Canberra, Feb 27 (Representative) Scientists from Australia’s national science agency have made a breakthrough in breeding disease-resistant crops. In research published by the Commonwealth Scientific and Industrial Research Organisation (CSIRO) on Tuesday, scientists revealed they have developed advanced screening technology capable of detecting genes that suppress plant immune responses at unprecedented speed. Peter Dodds, co-lead of the project from the CSIRO, said the breakthrough would have major implications for the future development of pathogen-resistant crops. Plant pathogens cause plant diseases, reducing crop yield. Rust pathogens, which stunt plant growth and damage leaves and branches, cost 1 billion U.S. dollars in crop losses every year globally, according to the CSIRO. By identifying avirulence (Avr) effector genes, the new CSIRO technology can help plants prevent widespread infection.

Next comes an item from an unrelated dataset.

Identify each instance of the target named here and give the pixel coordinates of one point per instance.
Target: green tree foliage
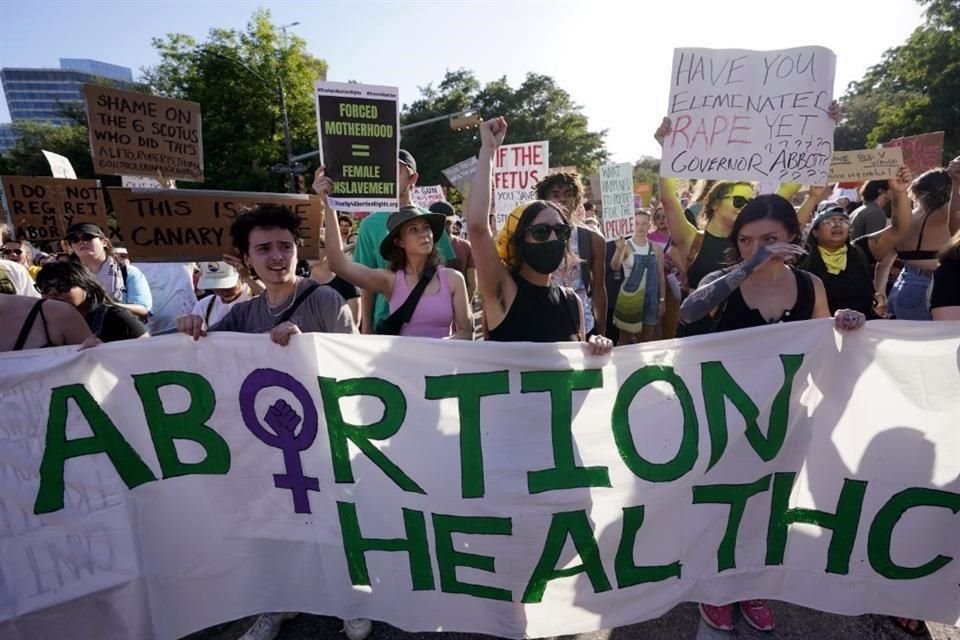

Effector genes encode proteins that suppress a plant’s immune response to a pathogen. However, if a plant recognises the pathogen protein, it can activate defence mechanisms. Dodds said the technology has enabled new genetic strategies to protect crops in Australia and abroad. “This technology positions CSIRO to tackle important biosecurity challenges as climate change increases risks for disease outbreaks,” he said in a media release. “We have been able to identify several new fungal Avr effector genes in the wheat stem rust pathogen, reducing the time from years or even decades to mere months.” A report published by the Department of Agriculture, Fisheries, and Forestry (DAFF) in September 2018 found that an untreated wheat stem rust infection could reduce a crop’s grain yield by 90 percent. A major outbreak in south-eastern Australia in 1973 reduced the value of the country’s wheat production by up to 35 percent, the report said. It was estimated that a modern-day Australia-wide outbreak of wheat stem rust would cost 1.36 billion Australian dollars (889.3 million U.S. dollars) over a 10-year period.